Во дворе Гааз столкнулся с Игнатием Тихоновичем Лапкиным, и тот проницательно глянул на доктора серо-зелеными, с мутной поволокой глазами.
— А чем это вы озабочены, Федор Петрович? — Лапкин бросил мести двор и встал, опершись на метлу, как воин древности — на верное копье.
Гааз кротко улыбнулся и пожал плечами.
— Да, пожалуй… — Он поднял брови и повертел в воздухе кистью правой руки. — Так!
— А что «так»? Разве бывает, — вдумчиво заметил Игнатий Тихонович, — чтобы просто так?
— Вы как Сократ, — заметил Гааз, направляясь к пролетке, где уже сидел на облучке хмурый, невыспавшийся Егор. — Он донимал вопросами афинян, а вы — меня. Это вы, должно быть, от ваших… — тут Федор Петрович запнулся, подыскивая слово, — пророков научились.
— Пророки не пророки, — с достоинством ответил Лапкин, — но иной раз им кое-что открывается…
— Спорить не желаю, поверить… — Федор Петрович с большим сомнением пожал плечами. — Вот я, положим, не перестаю думать об одном человеке, — говорил Гааз, садясь в пролетку. — Спасибо, голубчик, — поблагодарил он Ивана Тихоновича, крепкой рукой пособившего ему взойти на ступеньку. — Который утонул и тело которого ищут, и думаю…
— Утонул?! — перебил его Лапкин. — Когда?
— Назад тому два дня, в Москва-реке… Когда гроза была.
— И тело ищут?
— Ищут, — подтвердил Федор Петрович. — Вот еду в пересыльный замок, там буду знать: нашли или нет.
— Ага! — наморщил лоб Игнатий Тихонович. — И я с вашего позволения… Кое у кого спрошу, кое-что узнаю.

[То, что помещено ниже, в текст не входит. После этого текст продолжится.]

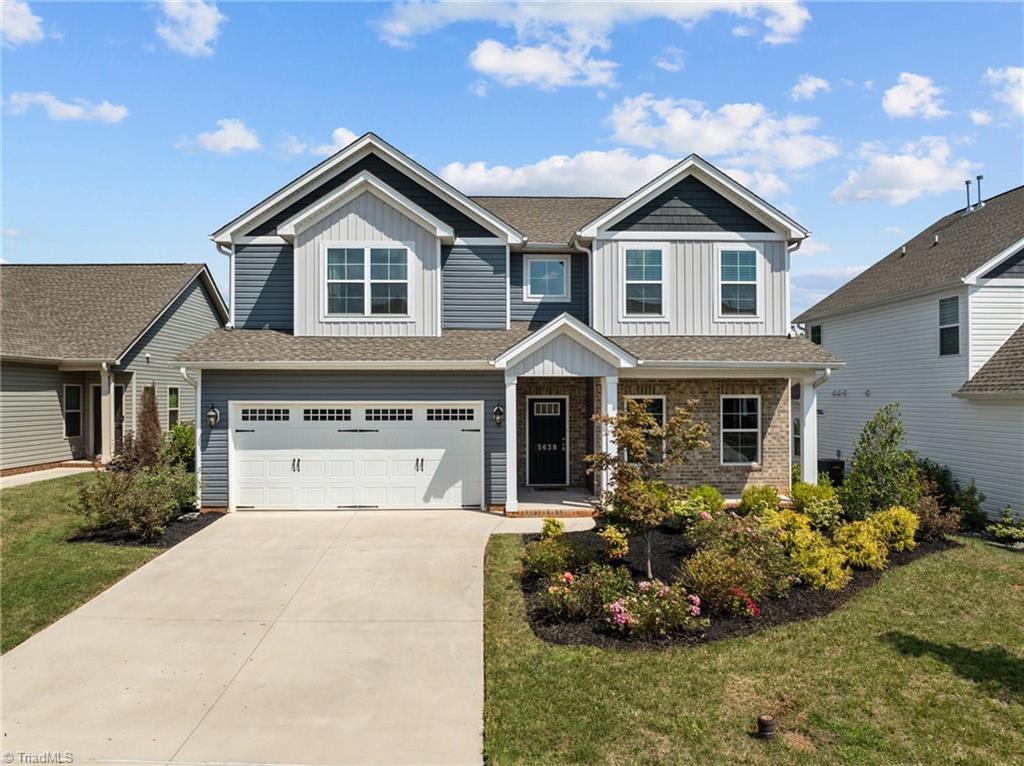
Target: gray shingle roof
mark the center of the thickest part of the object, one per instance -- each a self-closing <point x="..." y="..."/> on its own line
<point x="483" y="345"/>
<point x="547" y="219"/>
<point x="1004" y="373"/>
<point x="84" y="311"/>
<point x="966" y="243"/>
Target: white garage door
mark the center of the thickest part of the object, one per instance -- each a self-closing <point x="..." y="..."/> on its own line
<point x="350" y="455"/>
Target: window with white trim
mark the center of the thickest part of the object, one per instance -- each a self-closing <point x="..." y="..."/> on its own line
<point x="643" y="283"/>
<point x="547" y="279"/>
<point x="740" y="430"/>
<point x="738" y="283"/>
<point x="367" y="282"/>
<point x="949" y="326"/>
<point x="173" y="406"/>
<point x="73" y="410"/>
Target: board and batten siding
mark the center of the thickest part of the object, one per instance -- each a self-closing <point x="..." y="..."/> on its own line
<point x="365" y="220"/>
<point x="219" y="387"/>
<point x="690" y="274"/>
<point x="263" y="290"/>
<point x="892" y="354"/>
<point x="153" y="360"/>
<point x="473" y="287"/>
<point x="995" y="310"/>
<point x="578" y="305"/>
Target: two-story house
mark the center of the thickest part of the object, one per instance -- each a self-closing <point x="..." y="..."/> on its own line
<point x="395" y="343"/>
<point x="937" y="326"/>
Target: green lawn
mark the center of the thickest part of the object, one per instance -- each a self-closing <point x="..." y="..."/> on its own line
<point x="925" y="668"/>
<point x="42" y="576"/>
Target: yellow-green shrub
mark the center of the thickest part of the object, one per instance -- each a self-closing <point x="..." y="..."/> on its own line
<point x="897" y="526"/>
<point x="862" y="544"/>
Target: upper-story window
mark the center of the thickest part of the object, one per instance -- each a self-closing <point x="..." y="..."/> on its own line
<point x="368" y="282"/>
<point x="547" y="279"/>
<point x="644" y="283"/>
<point x="949" y="326"/>
<point x="738" y="284"/>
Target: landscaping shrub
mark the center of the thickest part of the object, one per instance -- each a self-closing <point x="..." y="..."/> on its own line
<point x="897" y="526"/>
<point x="759" y="499"/>
<point x="862" y="545"/>
<point x="655" y="610"/>
<point x="883" y="472"/>
<point x="819" y="502"/>
<point x="934" y="523"/>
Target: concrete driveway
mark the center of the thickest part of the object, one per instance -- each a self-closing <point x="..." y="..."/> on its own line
<point x="285" y="638"/>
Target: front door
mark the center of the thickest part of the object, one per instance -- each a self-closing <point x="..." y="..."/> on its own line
<point x="548" y="452"/>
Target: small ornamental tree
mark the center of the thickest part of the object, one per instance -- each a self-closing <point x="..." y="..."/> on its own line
<point x="636" y="501"/>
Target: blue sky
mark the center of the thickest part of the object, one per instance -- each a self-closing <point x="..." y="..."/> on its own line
<point x="133" y="130"/>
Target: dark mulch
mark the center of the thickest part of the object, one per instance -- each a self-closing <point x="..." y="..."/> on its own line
<point x="668" y="548"/>
<point x="177" y="530"/>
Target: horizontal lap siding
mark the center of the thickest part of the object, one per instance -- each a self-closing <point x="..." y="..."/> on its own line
<point x="220" y="387"/>
<point x="263" y="290"/>
<point x="473" y="287"/>
<point x="578" y="305"/>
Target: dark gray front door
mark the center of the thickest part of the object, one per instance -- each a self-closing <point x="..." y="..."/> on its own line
<point x="547" y="447"/>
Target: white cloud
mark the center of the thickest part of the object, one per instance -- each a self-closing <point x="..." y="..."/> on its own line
<point x="1008" y="86"/>
<point x="913" y="95"/>
<point x="231" y="135"/>
<point x="743" y="134"/>
<point x="80" y="109"/>
<point x="18" y="25"/>
<point x="807" y="87"/>
<point x="189" y="28"/>
<point x="670" y="59"/>
<point x="923" y="167"/>
<point x="980" y="117"/>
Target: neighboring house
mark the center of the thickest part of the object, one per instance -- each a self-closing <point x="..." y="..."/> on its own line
<point x="79" y="342"/>
<point x="396" y="343"/>
<point x="936" y="326"/>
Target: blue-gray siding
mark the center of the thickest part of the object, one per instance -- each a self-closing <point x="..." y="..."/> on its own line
<point x="473" y="285"/>
<point x="263" y="290"/>
<point x="219" y="387"/>
<point x="578" y="305"/>
<point x="689" y="206"/>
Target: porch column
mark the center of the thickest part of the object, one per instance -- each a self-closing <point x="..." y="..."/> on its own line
<point x="809" y="431"/>
<point x="511" y="447"/>
<point x="105" y="415"/>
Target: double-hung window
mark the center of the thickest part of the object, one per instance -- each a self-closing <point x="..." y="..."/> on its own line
<point x="949" y="326"/>
<point x="740" y="430"/>
<point x="368" y="282"/>
<point x="644" y="283"/>
<point x="73" y="411"/>
<point x="738" y="284"/>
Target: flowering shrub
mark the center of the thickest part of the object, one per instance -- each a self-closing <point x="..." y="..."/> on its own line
<point x="862" y="545"/>
<point x="655" y="609"/>
<point x="896" y="526"/>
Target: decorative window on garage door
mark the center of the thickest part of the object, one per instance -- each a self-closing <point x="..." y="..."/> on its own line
<point x="265" y="414"/>
<point x="388" y="413"/>
<point x="451" y="413"/>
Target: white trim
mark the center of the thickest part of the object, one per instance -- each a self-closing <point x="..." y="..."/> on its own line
<point x="529" y="413"/>
<point x="365" y="182"/>
<point x="759" y="283"/>
<point x="65" y="411"/>
<point x="366" y="144"/>
<point x="565" y="260"/>
<point x="707" y="173"/>
<point x="721" y="429"/>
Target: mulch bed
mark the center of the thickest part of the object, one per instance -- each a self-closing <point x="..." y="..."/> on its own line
<point x="177" y="530"/>
<point x="668" y="549"/>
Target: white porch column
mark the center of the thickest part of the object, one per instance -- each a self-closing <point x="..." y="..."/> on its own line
<point x="511" y="447"/>
<point x="105" y="415"/>
<point x="809" y="431"/>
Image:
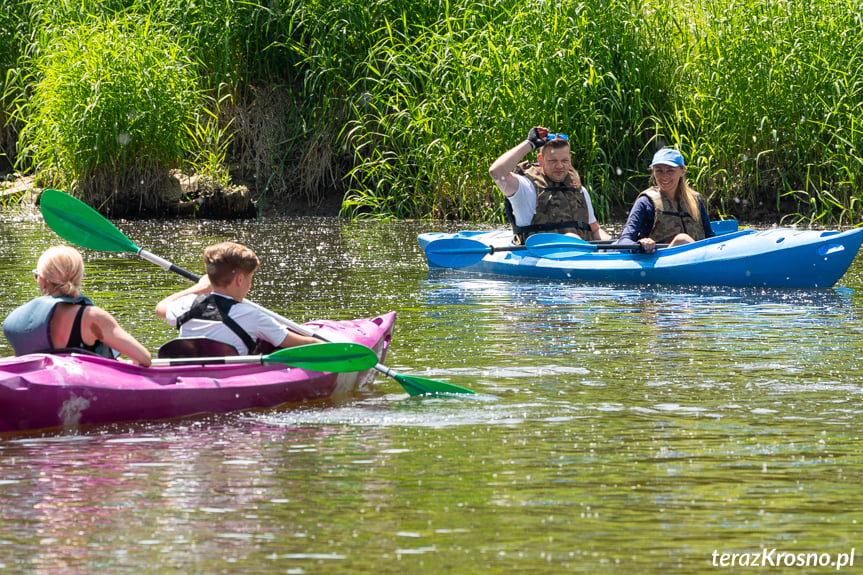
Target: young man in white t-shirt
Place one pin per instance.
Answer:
(213, 308)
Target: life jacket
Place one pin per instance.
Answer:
(668, 221)
(28, 327)
(560, 207)
(213, 307)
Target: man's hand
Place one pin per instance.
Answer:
(537, 137)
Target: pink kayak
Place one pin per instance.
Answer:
(44, 390)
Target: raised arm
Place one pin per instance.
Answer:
(203, 286)
(501, 171)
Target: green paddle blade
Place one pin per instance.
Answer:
(329, 357)
(421, 386)
(76, 222)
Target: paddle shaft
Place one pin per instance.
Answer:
(301, 329)
(226, 360)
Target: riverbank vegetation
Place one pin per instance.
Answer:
(396, 108)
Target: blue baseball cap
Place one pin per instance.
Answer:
(668, 157)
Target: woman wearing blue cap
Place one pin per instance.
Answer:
(669, 211)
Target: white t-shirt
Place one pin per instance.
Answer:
(523, 202)
(257, 324)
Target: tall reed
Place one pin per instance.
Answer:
(110, 105)
(401, 105)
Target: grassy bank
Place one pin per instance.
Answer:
(398, 107)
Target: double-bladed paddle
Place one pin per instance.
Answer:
(76, 222)
(326, 357)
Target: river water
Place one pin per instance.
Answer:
(618, 429)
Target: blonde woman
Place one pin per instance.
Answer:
(669, 211)
(63, 319)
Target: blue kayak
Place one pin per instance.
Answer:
(777, 257)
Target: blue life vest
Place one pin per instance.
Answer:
(28, 327)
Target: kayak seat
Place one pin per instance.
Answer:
(195, 347)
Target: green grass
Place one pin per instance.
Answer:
(400, 106)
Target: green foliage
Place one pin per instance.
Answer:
(110, 98)
(401, 105)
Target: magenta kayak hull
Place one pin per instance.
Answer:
(43, 390)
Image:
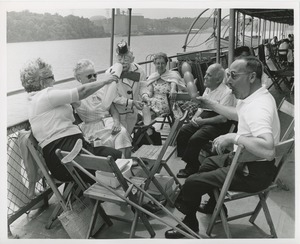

Федор Петрович развел руками, как бы говоря: воля ваша, и велел трогать. Егор шевельнул вожжами, лошадки тяжко вздохнули, повели впалыми боками и потянули, колеса скрипнули и медленно повернулись, и пролетка выехала в Малый Казенный. «Добрый человек со странным направлением мыслей» — так подумал Федор Петрович о Лапкине. Ведь это самое настоящее поветрие — какие-то прорицатели, провидцы, странники, обольстители неразвитых умов и слабых душ, мистика суеверного торжища, а не закаленной трудами веры кельи. Как это ни горько признавать, но люди в наше время не желают опираться на твердую веру и положительное знание. Между тем только они способны выработать в человеке достойное отношение к жизни. Вера сообщает подчас разрозненным знаниям необходимую целостность, а знания шаг за шагом приводят нас к началу начал всего сущего, к Альфе и Омеге нашего бытия. Врачу просвещение Евангелием столь же необходимо, как обширные познания в анатомии. Ибо всякое знание, лишенное нравственных оснований, может переродиться в силу, творящую зло; невежество или полузнание безнравственно само по себе и безусловно опасно, когда навязывает людям свои представления о мире. Покачиваясь на сиденье пролетки, Федор Петрович мысленно дописывал еще неотправленное письмо Шеллингу и любовался ясным теплым днем.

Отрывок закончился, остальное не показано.